Поэтому практика выгонять сирот из деревни при нехватке пропитания для многих была единственным, по их мнению, правильным решением. А там уже дикая природа решала проблему перенаселения деревни, практически никогда в положительную сторону.

Потому увидеть ещё одну сироту в деревне для солдата было обыденным делом. Много он насмотрелся на них одиноких, или целых стай, в или за пределами деревни. Практически всегда в грязной порванной одежде, с голодным, хищным взглядом, худее, чем должен выглядеть обычный ребёнок.

За это время он уже успел не обращать внимание на жалость, оттого теперь его такие душещипательные картины не трогали.

Ребёнок молча протянул ладошку, но солдат только буркнул.

— Нет.

И двинулся дальше.

Ему хотелось помочь, но возможностей не было. Когда-то он, как и многие другие солдаты, давал клятву защищать эти земли, однако теперь его страна переживала нелёгкие времена; многие забыли о клятве. Многие, но не он. По возможности солдат исполнял свой долг перед народом помогая, но не всегда эта возможность была. И здесь, дай он ей медяк, которые у него были, он бы лишь отстрочил смерть ребёнка, не изменив положения, однако ухудшив своё. Лишь обезболивающее для совести.

Ребёнок, маленькая девчонка с огненно-рыжими волосами вышагивала за ним, топая босыми ногами по грязи и разбрызгивая её в разные стороны, не опуская руки.

Вышагала, наверное, одну треть деревни, прежде чем солдат сдался. Сунул руку в потёртый кожаный набедренный мешок, что видал времена и получше, выловил монетку и щелчком отправил её в полёт прямо к девчушке. Та с проворством голодного стрижа поймала его двумя руками, с завидной внимательностью рассмотрела, после чего низко поклонилась и убежал, скрывшись между домами.

Солдат хмыкнул, глядя ей в след. Воспитанность в этих краях была столь же редким явлением, как и нормальные деньги. Медяки стали основной валютой, в то время как серебряные были огромнейшей редкостью.

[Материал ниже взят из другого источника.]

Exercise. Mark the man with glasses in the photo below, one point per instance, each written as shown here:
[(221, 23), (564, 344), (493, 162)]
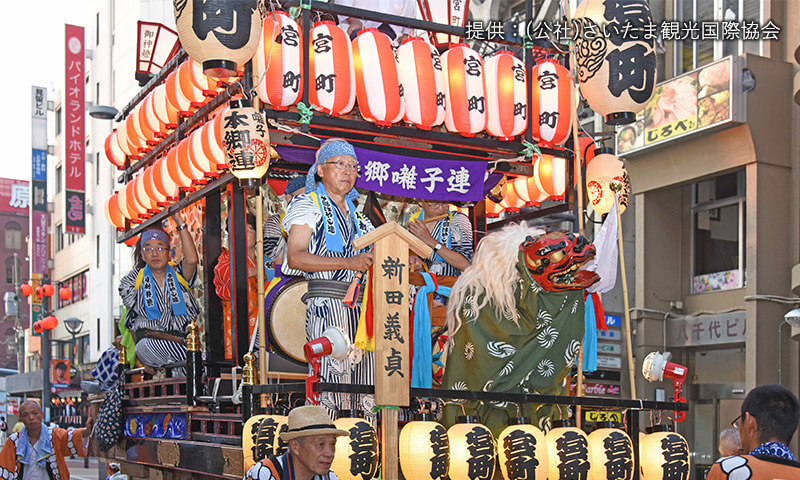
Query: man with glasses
[(770, 415), (322, 224)]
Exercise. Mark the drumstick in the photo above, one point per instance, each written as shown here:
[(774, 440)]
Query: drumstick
[(436, 218)]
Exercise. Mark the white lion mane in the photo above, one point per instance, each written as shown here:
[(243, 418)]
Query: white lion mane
[(492, 277)]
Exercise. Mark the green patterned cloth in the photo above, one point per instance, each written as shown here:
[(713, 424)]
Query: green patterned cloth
[(493, 354)]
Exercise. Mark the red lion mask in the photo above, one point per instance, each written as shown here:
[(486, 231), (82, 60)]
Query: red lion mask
[(554, 260)]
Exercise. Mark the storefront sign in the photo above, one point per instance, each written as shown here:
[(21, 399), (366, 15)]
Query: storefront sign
[(74, 131), (609, 348), (707, 330), (695, 101), (609, 362), (600, 416)]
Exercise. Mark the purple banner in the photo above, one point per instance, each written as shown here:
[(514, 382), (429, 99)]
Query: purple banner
[(412, 177)]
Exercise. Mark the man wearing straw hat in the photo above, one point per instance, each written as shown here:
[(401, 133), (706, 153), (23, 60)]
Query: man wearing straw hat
[(322, 224), (312, 443)]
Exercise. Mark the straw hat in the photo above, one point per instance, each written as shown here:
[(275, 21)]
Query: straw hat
[(310, 420)]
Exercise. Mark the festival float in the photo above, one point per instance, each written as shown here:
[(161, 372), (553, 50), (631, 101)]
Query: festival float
[(231, 117)]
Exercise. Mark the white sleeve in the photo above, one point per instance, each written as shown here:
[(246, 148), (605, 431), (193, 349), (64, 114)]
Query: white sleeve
[(302, 210)]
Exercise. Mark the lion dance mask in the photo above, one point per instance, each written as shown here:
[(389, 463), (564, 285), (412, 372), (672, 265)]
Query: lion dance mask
[(516, 318)]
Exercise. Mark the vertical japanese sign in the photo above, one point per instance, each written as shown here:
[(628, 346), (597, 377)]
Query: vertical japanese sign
[(75, 138), (38, 196)]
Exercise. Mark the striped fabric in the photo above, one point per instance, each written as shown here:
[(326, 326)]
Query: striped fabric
[(156, 352), (333, 87), (380, 95), (461, 234), (322, 313)]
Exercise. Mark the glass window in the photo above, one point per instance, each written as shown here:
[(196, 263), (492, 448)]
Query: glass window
[(13, 233), (718, 219)]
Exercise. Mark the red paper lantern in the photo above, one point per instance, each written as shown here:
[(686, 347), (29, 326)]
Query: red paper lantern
[(113, 213), (552, 103), (50, 322), (421, 75), (331, 65), (551, 176), (114, 154), (378, 89), (506, 95), (279, 59), (464, 92)]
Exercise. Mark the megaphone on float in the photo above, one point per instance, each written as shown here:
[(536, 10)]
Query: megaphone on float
[(333, 342), (656, 367)]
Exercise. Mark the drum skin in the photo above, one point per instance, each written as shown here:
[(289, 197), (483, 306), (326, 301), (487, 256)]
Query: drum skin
[(286, 319)]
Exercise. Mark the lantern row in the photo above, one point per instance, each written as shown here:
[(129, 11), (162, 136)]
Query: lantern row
[(195, 160), (413, 82), (468, 450), (184, 91)]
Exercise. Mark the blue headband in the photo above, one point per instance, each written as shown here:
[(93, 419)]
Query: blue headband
[(154, 234), (328, 150)]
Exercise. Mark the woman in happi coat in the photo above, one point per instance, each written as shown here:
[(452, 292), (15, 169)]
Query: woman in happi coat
[(322, 223), (159, 298)]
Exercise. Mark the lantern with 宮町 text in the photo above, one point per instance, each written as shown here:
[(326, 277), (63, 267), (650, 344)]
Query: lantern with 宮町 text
[(567, 450), (603, 169), (219, 35), (378, 89), (424, 449), (664, 455), (333, 90), (356, 455), (278, 63), (472, 450), (421, 75), (464, 92), (616, 59), (552, 103), (610, 453), (550, 174), (245, 140), (521, 451), (506, 95)]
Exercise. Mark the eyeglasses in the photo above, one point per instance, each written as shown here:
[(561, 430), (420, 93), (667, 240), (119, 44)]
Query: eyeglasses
[(736, 422), (340, 165)]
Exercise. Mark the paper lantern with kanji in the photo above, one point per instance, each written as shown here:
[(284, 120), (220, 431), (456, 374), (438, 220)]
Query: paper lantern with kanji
[(568, 452), (521, 451), (610, 453), (616, 71), (464, 90), (472, 450), (378, 89), (551, 176), (259, 437), (424, 449), (552, 103), (245, 140), (664, 455), (219, 35), (280, 57), (506, 95), (356, 455), (333, 89), (421, 75), (600, 172)]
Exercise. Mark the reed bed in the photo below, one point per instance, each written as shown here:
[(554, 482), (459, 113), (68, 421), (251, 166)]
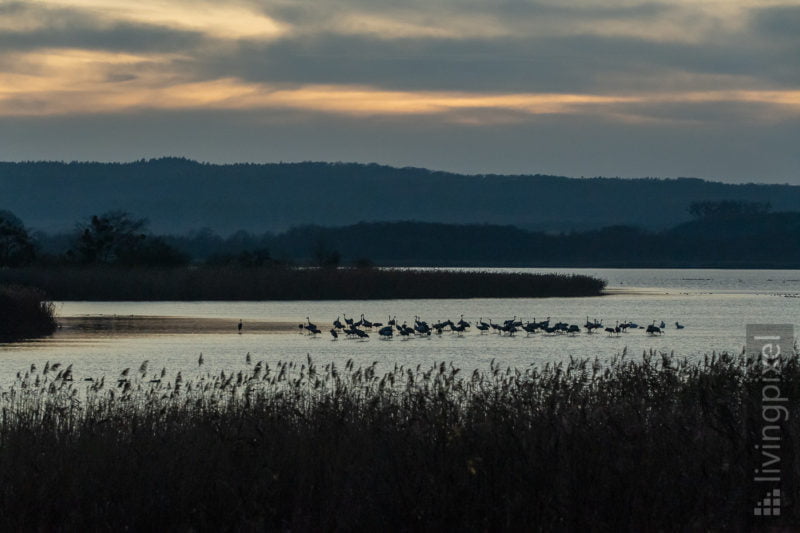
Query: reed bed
[(284, 283), (653, 444), (24, 313)]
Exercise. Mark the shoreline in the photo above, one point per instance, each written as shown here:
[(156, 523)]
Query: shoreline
[(150, 324)]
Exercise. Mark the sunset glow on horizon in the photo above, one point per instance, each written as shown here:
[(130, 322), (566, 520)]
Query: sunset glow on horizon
[(616, 65)]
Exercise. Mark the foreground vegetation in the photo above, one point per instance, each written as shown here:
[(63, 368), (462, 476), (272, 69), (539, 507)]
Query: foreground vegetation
[(100, 282), (24, 313), (650, 445)]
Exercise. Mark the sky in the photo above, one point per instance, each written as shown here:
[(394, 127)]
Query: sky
[(703, 88)]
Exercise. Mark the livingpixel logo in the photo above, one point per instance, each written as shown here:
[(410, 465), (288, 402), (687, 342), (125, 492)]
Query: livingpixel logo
[(773, 343)]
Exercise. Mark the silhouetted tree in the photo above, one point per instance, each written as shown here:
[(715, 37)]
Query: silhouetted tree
[(117, 237), (324, 257), (16, 247)]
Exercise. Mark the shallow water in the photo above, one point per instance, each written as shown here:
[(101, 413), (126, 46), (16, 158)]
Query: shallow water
[(714, 306)]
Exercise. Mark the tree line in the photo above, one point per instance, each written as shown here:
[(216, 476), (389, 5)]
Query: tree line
[(721, 233)]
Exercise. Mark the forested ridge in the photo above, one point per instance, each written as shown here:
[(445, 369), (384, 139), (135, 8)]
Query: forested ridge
[(180, 195)]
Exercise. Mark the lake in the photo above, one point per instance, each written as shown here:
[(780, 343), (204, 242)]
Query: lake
[(713, 305)]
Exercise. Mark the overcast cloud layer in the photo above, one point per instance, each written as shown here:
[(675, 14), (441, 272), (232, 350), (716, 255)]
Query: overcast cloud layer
[(621, 87)]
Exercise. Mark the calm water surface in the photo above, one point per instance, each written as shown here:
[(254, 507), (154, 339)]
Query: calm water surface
[(713, 305)]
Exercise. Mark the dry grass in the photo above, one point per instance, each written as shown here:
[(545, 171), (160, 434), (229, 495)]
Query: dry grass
[(24, 313), (264, 283), (645, 445)]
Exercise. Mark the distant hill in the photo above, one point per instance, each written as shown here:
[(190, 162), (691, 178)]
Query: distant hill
[(754, 241), (178, 195)]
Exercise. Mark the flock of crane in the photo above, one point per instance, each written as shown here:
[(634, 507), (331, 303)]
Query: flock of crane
[(358, 329)]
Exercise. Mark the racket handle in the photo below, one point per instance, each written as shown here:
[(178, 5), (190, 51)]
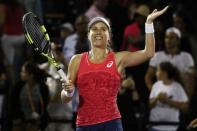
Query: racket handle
[(63, 75)]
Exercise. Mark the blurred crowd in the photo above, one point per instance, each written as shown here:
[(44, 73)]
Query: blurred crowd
[(160, 94)]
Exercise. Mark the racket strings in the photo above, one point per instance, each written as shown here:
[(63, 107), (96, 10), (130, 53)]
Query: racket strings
[(37, 35)]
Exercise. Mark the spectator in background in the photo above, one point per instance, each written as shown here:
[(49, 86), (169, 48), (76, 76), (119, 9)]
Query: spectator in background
[(133, 38), (182, 60), (178, 20), (30, 98), (66, 29), (34, 6), (167, 98), (77, 42), (97, 8), (13, 39), (128, 100)]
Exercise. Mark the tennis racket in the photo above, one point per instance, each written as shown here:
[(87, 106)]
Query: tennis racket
[(36, 35)]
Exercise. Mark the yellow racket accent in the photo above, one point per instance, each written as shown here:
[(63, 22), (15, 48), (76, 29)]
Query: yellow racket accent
[(29, 38)]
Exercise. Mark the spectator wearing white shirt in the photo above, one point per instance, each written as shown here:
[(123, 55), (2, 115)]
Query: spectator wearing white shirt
[(78, 39), (167, 98), (182, 60)]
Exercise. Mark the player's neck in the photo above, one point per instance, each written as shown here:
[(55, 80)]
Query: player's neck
[(98, 54)]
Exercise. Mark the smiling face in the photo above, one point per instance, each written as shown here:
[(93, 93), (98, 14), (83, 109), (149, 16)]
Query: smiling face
[(99, 35)]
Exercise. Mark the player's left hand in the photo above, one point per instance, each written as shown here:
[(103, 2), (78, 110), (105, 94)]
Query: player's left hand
[(151, 17)]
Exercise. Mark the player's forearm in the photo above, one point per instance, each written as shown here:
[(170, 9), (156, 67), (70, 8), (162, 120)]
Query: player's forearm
[(149, 40)]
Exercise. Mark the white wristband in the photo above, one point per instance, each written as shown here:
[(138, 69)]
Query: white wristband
[(69, 94), (149, 28)]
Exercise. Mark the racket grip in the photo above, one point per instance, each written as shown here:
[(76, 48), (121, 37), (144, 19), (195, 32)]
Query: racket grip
[(63, 75)]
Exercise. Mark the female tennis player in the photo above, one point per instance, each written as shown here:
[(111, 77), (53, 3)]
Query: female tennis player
[(96, 74)]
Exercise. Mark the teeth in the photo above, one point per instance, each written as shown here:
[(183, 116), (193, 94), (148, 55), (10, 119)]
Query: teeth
[(98, 38)]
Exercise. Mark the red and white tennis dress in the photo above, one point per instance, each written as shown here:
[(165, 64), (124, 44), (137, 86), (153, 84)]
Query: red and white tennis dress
[(98, 86)]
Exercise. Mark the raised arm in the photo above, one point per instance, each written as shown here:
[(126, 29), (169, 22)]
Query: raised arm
[(134, 58)]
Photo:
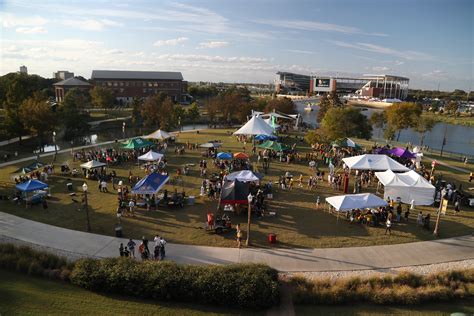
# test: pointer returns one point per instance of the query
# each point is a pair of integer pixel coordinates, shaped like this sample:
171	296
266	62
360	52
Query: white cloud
90	24
315	26
31	30
381	68
409	54
10	20
300	51
170	42
213	44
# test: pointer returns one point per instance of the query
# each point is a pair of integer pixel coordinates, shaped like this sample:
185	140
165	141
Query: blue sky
429	41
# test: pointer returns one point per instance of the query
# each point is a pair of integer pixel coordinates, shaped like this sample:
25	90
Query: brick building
127	85
62	87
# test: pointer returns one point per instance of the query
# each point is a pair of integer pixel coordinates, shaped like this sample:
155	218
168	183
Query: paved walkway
285	260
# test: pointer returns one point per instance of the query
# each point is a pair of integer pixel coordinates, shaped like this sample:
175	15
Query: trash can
118	231
272	238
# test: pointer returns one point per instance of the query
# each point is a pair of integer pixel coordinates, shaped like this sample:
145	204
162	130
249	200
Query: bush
405	288
27	260
249	286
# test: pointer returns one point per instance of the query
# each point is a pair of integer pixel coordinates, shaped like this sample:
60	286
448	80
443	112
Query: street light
249	198
84	188
55	147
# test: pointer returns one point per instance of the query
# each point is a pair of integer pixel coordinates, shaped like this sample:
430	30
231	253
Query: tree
403	115
451	107
73	114
345	122
315	136
424	124
137	118
324	105
192	113
37	116
102	97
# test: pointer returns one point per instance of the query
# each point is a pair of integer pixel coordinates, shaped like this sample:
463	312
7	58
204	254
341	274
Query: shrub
27	260
405	288
250	286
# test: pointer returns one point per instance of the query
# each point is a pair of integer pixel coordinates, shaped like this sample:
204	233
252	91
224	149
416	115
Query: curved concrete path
286	260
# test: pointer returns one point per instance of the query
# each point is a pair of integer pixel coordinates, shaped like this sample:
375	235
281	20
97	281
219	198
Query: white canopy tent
158	134
373	162
151	156
409	186
93	164
343	203
255	126
243	176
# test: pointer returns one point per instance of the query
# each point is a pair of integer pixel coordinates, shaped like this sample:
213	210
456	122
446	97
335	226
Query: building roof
72	82
137	75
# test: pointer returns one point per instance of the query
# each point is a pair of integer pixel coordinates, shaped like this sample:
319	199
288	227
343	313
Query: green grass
464	306
298	223
27	295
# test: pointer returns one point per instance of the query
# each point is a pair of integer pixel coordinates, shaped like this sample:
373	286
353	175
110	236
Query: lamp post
55	147
249	198
84	188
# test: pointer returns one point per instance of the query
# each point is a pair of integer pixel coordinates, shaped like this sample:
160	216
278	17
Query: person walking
162	248
121	250
239	236
131	245
419	219
388	223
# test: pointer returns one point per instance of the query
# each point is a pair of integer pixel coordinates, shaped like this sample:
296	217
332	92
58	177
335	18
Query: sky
428	41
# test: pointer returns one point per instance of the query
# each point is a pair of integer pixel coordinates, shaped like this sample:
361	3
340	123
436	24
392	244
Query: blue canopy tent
30	186
224	155
150	184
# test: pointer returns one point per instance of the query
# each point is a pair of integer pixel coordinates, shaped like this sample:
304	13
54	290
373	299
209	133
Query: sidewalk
285	260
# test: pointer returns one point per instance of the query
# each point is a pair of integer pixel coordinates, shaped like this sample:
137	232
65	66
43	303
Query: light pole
55	147
84	188
249	198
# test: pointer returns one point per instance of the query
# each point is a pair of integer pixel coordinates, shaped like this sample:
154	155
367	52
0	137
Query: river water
459	139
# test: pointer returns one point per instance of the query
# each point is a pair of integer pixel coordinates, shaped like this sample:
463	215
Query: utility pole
249	198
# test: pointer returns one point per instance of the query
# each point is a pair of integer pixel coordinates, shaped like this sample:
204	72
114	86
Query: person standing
162	248
419	219
131	245
388	223
239	236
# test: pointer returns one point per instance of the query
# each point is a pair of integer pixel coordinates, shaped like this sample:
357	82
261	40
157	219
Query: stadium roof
72	82
136	75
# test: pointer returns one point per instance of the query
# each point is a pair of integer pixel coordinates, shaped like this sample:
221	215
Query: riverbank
463	120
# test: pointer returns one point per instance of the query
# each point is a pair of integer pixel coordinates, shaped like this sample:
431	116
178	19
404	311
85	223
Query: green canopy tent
347	143
137	143
273	145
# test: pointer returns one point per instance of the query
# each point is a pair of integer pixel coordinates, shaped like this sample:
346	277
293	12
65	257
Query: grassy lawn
298	223
466	307
27	295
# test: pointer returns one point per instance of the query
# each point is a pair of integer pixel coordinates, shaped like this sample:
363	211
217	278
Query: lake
459	139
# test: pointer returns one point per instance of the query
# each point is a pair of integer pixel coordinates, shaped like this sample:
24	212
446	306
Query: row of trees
235	105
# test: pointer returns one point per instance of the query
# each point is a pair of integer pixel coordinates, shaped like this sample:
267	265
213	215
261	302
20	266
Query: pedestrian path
285	260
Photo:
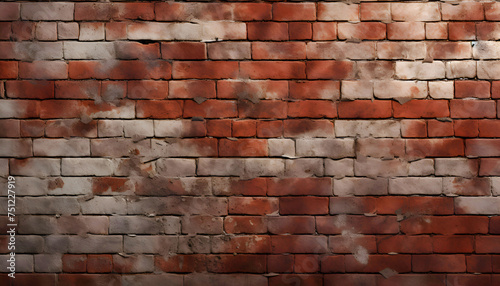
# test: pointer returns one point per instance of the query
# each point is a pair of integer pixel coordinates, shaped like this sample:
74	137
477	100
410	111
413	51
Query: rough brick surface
251	142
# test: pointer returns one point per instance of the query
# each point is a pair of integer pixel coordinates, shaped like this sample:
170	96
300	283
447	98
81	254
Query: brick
229	51
435	147
406	31
362	31
364	108
422	109
439	263
267	31
367	128
338	12
414	12
400	89
472	109
278	51
294	11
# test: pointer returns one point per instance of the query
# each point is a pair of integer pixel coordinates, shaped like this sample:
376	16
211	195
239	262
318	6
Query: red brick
9	69
303	205
204	70
267	31
280	263
159	109
469	88
466	128
120	70
330	70
473	109
181	263
291	225
269	129
446	225
294	11
435	147
245	224
219	128
324	31
479	263
299	186
268	109
30	89
308	127
273	70
453	244
376	263
243	148
102	263
414	128
252	11
315	89
465	11
74	263
253	206
298	244
299	31
438	128
439	263
229	263
365	109
210	109
183	51
421	109
404	244
244	128
312	109
278	51
462	31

Золотые здесь вообще вряд ли кто-то знал.

Немного постояв, он вновь двинулся дальше через поселение. Будь его воля, он бы многое здесь изменил, многое исправил. Будь у него силы, он бы многое переделал, будь деньги, многих бы накормил. Но у него осталась только броня, его жалование, которое копилось за время его службы, и старый верный меч.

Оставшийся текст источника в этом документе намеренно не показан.